He shot her a charming grin. “I thought everyone knew me.” The grin cocked up on one side into something more cynical. “Or about me. I’m Marshall North.”

He said it almost defiantly. She raised a skeptical brow. He was right. She did know about him. No kid in town had a worse reputation. The North Ranch bordered the Circle Crown, where she lived, but her parents and Mr. North weren’t on speaking terms, which helped explain why she and Marsh had never crossed paths.

“Well? How about it, Miss Odelia Josephine Carson?”

“You know my name!”

His eyes twinkled.
“I
asked.”

She laughed. She admired his boldness. Oh, how she wished she could get to know him better. But it was impossible. “I’m sorry,” she said. “My father doesn’t allow me to go on dates.”

“If you’re worried about what your folks would say, I could meet you at the theater.”

She glanced sideways at him. He was so very good looking, with sun-streaked brown hair, a smile that created a single dimple on his left cheek, and a straight nose with a slight bump on the bridge. His gray eyes were shuttered against her in a way she recognized because she did it so often herself.

She wanted to go out with a boy close to her own age, like other girls. She wanted to pretend she wasn’t . . . what she was.
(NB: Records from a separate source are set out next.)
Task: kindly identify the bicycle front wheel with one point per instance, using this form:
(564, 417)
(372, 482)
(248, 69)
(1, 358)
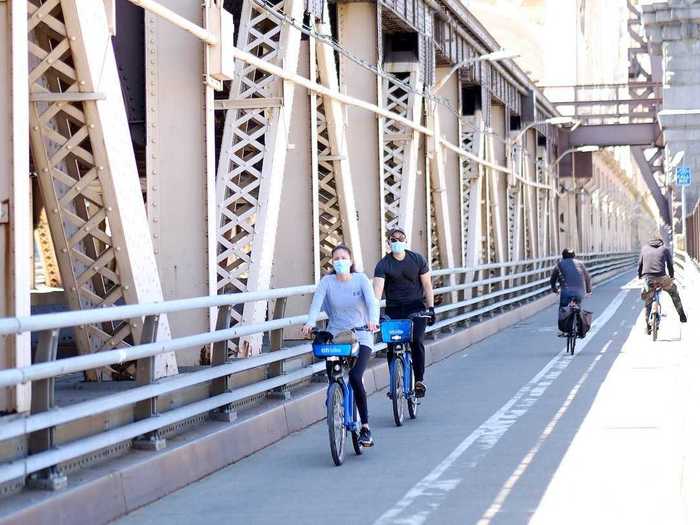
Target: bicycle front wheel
(397, 392)
(335, 417)
(356, 434)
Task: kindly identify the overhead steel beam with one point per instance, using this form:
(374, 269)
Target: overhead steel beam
(615, 135)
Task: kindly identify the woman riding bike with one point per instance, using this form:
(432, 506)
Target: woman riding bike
(348, 299)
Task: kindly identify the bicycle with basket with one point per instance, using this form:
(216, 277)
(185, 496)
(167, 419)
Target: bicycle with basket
(398, 334)
(341, 409)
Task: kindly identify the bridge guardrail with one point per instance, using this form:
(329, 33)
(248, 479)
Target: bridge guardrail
(481, 294)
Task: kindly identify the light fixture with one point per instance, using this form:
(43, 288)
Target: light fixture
(501, 54)
(587, 149)
(560, 121)
(676, 160)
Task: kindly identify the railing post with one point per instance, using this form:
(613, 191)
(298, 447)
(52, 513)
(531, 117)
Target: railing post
(219, 355)
(276, 341)
(145, 375)
(43, 400)
(277, 336)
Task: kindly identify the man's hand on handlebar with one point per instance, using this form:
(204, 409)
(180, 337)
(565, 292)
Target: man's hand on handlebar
(307, 330)
(431, 313)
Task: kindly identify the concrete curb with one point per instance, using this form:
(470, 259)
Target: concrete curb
(139, 478)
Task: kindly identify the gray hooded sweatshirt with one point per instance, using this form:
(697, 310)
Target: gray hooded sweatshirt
(654, 259)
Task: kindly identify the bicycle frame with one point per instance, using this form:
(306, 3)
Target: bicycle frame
(400, 351)
(656, 302)
(348, 400)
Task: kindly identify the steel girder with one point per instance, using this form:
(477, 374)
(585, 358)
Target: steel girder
(334, 200)
(399, 147)
(252, 158)
(87, 173)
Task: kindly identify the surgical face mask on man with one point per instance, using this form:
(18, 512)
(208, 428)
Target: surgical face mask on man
(398, 246)
(342, 266)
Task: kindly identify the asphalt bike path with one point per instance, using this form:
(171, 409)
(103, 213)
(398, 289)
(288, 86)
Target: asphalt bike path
(498, 421)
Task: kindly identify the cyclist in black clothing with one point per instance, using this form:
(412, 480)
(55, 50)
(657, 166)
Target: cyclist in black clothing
(404, 277)
(570, 279)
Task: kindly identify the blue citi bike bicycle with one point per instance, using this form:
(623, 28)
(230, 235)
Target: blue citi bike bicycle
(398, 334)
(655, 314)
(341, 409)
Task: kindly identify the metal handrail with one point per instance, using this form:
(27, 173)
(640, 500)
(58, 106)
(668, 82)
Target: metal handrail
(57, 416)
(35, 372)
(60, 416)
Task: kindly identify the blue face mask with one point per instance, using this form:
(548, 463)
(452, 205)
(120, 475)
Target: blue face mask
(398, 247)
(342, 266)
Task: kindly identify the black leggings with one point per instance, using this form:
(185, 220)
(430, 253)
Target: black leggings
(417, 344)
(356, 373)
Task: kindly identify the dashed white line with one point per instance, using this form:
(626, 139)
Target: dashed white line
(424, 497)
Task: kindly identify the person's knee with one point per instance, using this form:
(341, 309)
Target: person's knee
(356, 379)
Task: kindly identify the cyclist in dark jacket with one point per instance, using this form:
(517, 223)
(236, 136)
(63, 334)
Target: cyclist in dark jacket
(404, 277)
(654, 259)
(572, 277)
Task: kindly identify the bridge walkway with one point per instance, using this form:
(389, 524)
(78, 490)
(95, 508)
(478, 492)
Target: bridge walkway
(512, 430)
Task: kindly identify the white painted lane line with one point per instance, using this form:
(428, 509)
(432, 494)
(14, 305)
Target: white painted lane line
(508, 486)
(424, 497)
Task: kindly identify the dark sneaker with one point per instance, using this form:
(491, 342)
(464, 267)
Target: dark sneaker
(365, 439)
And Marsh North was far from perfect himself, which made her deceit seem less profound. “All right,” she said. She felt her heart speed up slightly.

“I’ll wait out front for you. Seven-thirty?”

She nodded.

And felt guilty. Even though she didn’t have any intention of letting North touch her. She was only going to the movies with him. There wasn’t anything wrong with that.

She wasn’t able to dress up for the date, because that would have given away the game to her father, and she had been forced to bring Peggy in on her secret.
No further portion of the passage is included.